Sylvia Brooke (1885-1971) was one of the more exotic figures of the twentieth century. Otherwise known as the Ranee of Sarawak, she was the consort (and by custom, slave) of Sir Vyner Brooke, the last White Rajah, whose family had ruled the jungle kingdom of Sarawak on Borneo for three generations. They had their own flag, revenue, postage stamps, and money, and each White Rajah had the power of life and death over his subjects - Malays, Chinese and headhunting Dyak tribesmen.The regime of the White Rajahs was long deemed superior to any in the British Empire. But rather like the French monarchy before the revolution, by the 1930s there was a sharp decline in their power and prestige.

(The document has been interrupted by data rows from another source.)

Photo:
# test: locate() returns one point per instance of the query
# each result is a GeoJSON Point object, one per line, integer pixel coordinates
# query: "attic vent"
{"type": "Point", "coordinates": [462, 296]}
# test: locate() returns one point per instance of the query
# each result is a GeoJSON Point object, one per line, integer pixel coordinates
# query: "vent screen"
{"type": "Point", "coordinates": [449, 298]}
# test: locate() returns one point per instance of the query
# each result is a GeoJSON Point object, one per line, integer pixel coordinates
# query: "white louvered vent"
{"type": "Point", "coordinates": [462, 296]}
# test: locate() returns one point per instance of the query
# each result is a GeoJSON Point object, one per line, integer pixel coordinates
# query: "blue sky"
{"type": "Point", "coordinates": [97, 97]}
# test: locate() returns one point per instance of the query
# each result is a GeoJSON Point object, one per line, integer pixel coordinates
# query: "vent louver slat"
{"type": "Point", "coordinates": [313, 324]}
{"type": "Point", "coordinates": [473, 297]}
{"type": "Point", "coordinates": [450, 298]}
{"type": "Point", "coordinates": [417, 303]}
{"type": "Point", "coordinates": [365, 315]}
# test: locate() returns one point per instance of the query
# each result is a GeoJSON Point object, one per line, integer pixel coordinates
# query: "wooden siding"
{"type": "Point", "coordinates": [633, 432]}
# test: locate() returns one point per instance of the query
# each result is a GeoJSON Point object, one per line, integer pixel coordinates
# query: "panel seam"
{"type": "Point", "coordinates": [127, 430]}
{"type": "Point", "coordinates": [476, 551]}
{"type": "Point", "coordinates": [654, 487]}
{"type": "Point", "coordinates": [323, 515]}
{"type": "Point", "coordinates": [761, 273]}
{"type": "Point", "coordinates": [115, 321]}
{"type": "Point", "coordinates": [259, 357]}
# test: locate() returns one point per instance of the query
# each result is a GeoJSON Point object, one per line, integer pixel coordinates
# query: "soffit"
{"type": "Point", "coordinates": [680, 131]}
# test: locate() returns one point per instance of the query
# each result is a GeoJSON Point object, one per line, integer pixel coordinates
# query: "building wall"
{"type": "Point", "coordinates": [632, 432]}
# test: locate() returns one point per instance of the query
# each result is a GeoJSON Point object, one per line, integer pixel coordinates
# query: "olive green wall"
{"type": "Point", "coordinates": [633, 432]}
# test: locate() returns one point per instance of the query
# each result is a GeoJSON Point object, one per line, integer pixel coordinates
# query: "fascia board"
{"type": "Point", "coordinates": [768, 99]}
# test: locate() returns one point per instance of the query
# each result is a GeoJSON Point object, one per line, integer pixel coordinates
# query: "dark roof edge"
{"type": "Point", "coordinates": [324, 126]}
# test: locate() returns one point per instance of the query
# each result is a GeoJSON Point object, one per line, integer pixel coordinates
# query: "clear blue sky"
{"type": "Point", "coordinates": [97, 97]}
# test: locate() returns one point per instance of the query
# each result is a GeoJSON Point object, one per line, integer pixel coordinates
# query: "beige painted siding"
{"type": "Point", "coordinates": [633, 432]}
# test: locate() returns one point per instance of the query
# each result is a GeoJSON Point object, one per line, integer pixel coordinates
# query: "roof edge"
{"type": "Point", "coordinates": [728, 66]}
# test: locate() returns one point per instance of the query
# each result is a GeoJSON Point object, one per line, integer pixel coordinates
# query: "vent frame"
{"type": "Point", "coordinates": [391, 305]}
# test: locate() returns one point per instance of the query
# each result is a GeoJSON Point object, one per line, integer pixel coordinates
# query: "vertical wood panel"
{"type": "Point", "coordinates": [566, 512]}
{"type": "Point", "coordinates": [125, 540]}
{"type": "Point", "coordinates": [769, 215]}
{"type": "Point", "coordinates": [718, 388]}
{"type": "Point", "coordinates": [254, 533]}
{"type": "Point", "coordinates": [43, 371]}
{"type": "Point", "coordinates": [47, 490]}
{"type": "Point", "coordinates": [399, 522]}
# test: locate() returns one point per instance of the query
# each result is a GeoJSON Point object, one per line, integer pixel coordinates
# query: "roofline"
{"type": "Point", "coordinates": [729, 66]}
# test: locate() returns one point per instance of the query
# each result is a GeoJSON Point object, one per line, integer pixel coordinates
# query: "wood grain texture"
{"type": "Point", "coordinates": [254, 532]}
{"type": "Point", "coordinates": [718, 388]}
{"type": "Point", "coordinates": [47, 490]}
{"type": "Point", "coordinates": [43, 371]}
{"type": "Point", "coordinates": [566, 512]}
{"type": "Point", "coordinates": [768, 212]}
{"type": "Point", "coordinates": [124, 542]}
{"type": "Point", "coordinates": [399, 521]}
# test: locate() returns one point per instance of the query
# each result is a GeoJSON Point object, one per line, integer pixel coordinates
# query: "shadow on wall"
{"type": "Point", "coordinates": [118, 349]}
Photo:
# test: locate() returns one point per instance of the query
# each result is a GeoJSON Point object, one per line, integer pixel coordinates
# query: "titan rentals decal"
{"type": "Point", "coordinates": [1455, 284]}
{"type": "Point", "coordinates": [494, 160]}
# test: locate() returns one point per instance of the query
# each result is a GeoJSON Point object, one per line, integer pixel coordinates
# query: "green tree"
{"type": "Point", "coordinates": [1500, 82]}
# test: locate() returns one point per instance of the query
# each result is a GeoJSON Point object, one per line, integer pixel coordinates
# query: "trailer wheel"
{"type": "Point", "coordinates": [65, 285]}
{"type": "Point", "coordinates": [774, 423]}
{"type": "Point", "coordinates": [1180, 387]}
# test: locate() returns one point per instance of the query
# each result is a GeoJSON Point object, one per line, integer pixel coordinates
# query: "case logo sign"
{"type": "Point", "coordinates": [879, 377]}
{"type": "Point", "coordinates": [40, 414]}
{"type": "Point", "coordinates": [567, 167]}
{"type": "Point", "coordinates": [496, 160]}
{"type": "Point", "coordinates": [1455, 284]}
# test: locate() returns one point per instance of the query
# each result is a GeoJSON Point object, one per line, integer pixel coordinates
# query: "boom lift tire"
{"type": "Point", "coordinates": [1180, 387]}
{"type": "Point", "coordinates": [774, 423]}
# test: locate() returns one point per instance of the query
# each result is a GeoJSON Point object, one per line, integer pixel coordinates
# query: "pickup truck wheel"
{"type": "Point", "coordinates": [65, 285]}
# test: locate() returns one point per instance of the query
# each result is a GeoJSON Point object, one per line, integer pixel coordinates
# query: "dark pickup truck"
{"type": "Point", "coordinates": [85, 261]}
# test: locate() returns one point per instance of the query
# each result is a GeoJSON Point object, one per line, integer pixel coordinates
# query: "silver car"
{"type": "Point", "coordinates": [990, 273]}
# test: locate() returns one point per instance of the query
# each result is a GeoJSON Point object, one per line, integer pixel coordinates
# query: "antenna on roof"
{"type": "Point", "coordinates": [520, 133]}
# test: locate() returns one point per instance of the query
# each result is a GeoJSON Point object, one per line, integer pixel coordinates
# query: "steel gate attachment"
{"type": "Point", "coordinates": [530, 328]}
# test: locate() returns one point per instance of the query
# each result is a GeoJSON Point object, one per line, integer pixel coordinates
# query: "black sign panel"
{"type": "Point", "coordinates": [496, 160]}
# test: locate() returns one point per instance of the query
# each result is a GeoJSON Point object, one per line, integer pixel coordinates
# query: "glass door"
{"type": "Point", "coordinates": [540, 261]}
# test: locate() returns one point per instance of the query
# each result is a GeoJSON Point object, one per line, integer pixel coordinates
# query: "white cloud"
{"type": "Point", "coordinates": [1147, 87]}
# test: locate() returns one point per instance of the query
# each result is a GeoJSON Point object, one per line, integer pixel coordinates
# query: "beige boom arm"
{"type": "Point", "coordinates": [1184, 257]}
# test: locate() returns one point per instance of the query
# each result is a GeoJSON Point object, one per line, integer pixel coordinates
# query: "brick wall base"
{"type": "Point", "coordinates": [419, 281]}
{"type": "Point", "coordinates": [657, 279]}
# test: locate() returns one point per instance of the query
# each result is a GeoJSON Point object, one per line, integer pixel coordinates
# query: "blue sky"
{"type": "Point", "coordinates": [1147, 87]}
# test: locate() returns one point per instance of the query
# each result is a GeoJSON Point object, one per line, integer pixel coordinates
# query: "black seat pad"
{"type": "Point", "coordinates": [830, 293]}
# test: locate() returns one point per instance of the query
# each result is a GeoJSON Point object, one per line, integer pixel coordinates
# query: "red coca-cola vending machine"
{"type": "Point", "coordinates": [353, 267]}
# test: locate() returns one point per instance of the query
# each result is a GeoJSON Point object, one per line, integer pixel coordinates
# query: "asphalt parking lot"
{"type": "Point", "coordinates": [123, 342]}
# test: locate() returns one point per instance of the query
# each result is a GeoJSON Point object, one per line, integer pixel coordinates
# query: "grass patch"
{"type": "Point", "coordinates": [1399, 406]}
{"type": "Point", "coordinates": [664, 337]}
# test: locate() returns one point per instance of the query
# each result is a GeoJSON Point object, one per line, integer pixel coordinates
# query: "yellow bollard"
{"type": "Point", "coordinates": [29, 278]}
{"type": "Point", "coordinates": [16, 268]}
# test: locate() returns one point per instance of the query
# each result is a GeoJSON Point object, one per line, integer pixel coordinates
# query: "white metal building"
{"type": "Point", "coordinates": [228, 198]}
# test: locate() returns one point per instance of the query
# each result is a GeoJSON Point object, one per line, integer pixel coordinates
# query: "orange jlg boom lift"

When one of the Brooke daughters married a bandleader and another a wrestler, Sarawak threatened to become a music-hall joke. At the centre of this perceived decadence was Ranee Sylvia, author of eleven books, extravagantly-dressed socialite and incorrigible self-dramatist, described by the press as 'that most charming of despots', and by her own brother as 'a female Iago'. The Colonial Office branded her 'a dangerous woman, full of Machiavellian schemes to alter the succession, and spectacularly vulgar in her behaviour. After observing the Ranee dancing with two prostitutes in a nightclub, then taking them back to the palace to paint their portraits, a visiting MP from Westminster concluded that 'a more undignified woman it would be hard to find'.Sylvia, Queen of the Headhunters chronicles the extraordinary life of the Ranee, with a supporting cast including Sylvia's father, a celebrated courtier in love with his own son; her whimsical and sexually incontinent husband, Rajah Vyner; the Rajah's unhinged, Rasputinesque private secretary; and the Rajah's nephew, whose folie de grandeur as the young heir gave way (after he was thwarted) to an interest in world peace and flying saucers.